Politics & General News

Silobela young wives turn to prostitution – as husbands go AWOL in Joza.

The migration of men out of Silobela has also posed challenges for most young mothers especially in Crossroads Silobela an area which is 60km northwest of Kwekwe
In an interview with most of the females whose husbands migrated out of the area, most of the migrants never returned or contacted their families.
This has led to an increase in poverty levels.
20-year-old Irene Sibanda a mother of two said,” my husband migrated to South Africa last year in March but has not contacted me since. Life has been hard as I am failing to send my two children to school and cater for their needs.”
” The only way to survive is to engage in relationships with gold panners because they are able to provide for my needs,” she said.
“However, I’m scared to negotiate for safer sex because I am scared that he might withdraw the financial assistance he has been giving me,” narrated Sibanda.
Most of the young women whose spouses migrated out of Crossroads were relying on transactional sex with artisanal miners as a means of militating household poverty.
Due to the financial crisis in the country which has seen prices of basic commodities worsening the food security of many families has been compromised resulting in women becoming victims of men’s privileged status.

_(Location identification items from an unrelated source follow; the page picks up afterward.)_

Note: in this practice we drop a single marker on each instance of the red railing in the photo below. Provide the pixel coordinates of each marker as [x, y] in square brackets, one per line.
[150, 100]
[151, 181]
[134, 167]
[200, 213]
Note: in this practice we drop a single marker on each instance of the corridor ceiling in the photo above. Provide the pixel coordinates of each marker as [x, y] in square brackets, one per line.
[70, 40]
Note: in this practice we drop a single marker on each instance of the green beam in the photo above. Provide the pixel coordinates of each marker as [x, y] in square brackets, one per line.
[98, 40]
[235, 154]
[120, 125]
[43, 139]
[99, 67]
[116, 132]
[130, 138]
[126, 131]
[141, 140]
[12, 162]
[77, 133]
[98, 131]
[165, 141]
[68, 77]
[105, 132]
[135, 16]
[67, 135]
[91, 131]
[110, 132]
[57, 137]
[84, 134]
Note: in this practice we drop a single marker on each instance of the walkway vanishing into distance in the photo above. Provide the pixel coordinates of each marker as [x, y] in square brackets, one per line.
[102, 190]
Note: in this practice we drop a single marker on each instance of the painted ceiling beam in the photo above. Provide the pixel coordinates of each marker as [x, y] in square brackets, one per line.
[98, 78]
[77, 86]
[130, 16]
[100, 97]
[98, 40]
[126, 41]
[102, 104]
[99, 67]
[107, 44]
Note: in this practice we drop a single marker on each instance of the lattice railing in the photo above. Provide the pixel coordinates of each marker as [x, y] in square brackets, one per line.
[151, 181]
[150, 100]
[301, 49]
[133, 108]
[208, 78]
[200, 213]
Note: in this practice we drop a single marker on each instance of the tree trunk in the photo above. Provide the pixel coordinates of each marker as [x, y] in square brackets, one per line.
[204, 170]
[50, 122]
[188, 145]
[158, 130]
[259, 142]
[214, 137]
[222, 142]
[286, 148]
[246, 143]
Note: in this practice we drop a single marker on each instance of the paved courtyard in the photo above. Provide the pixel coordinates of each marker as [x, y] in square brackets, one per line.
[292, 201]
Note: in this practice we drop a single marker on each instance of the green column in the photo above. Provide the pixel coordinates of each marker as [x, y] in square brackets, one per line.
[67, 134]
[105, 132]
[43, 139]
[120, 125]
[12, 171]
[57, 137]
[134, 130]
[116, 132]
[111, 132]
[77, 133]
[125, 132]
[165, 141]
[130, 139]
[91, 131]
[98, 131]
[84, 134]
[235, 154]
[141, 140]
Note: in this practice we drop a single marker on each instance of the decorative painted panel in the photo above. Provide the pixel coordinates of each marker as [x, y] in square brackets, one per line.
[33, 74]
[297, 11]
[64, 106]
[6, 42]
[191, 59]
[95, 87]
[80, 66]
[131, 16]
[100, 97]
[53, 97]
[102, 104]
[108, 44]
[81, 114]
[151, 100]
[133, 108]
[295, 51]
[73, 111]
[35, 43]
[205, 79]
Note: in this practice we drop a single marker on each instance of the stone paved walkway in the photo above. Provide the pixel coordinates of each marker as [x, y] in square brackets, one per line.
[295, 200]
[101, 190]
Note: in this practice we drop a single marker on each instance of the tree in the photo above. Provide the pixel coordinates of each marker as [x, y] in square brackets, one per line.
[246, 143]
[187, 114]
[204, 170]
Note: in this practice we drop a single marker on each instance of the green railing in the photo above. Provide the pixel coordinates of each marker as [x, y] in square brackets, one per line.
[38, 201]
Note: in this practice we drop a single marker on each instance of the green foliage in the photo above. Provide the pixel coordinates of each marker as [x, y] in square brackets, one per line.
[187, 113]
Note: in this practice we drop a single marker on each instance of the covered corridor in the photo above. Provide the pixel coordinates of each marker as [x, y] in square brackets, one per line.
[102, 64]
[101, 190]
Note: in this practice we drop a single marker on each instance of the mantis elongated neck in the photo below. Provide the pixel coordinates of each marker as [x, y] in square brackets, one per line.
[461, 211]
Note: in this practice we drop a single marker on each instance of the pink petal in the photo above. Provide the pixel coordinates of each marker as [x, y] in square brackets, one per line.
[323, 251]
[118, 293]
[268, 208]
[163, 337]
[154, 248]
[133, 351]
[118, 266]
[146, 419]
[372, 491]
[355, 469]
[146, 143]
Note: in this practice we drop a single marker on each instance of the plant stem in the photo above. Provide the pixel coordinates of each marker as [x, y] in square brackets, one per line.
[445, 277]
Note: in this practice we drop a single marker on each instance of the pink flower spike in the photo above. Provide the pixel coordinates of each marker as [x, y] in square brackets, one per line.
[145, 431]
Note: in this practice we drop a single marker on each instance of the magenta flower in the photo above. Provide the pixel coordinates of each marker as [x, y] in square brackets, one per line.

In an interview, Sithembiso Khumalo a single mother who is also a shop attendant at Crossroads complex unveiled that she had no choice but to exchange sex for money to buy food.
” The money that I get as a shop attendant is not enough to cater for most of my needs my husband left me a year ago and he has not called me since. The only way to survive is to exchange sex with gold panners because they have money and can take care of us,” she says.
Field validation in Crossroads showed that most of the young women were engaging in transactional sex as a means of militating household poverty.
According to the Member of Parliament for Silobela Constituency Manoki Mpofu, most of the women who depend on artisanal miners for food assistance are no longer able to negotiate for safer sex.”
A field officer from Plan International a non governmental organization which operates in the area confirmed that there was a high rate of transactional sex in Silobela.
” It is worrisome, due to the drought most young women have turned to prostitution, but transactional sex still remains prominent in the area since 2019. Most of these women do not have any other source of income hence they have turned to transactional sex with artisanal miners,” she said.
Transactional sex has not only been shaped by economic transformations in Sub Saharan Africa but also by gender inequalities prompted by cultural practices.
Cultural practises in African sociaties have left women to be at the mercy of men who in most instances uphold dominance in their communities.
In a bid to provide shelter and food for their families women have become victims of cultural injustice in their communities.
As result of desperation women tend to rely on men who are economically priviledged for survival.
According to the latest 2017 report by the National AIDS Council (NAC) due to the economic dependence of women on men , women tend to believe that they do not have the right to ask their partner to use a condom.
Due to fear, women are at a biological risk of contracting HIV and sexual related diseases.
The 2017 report by NAC shows that 1,33million people in Zimbabwe were living with HIV while 738,400 are women.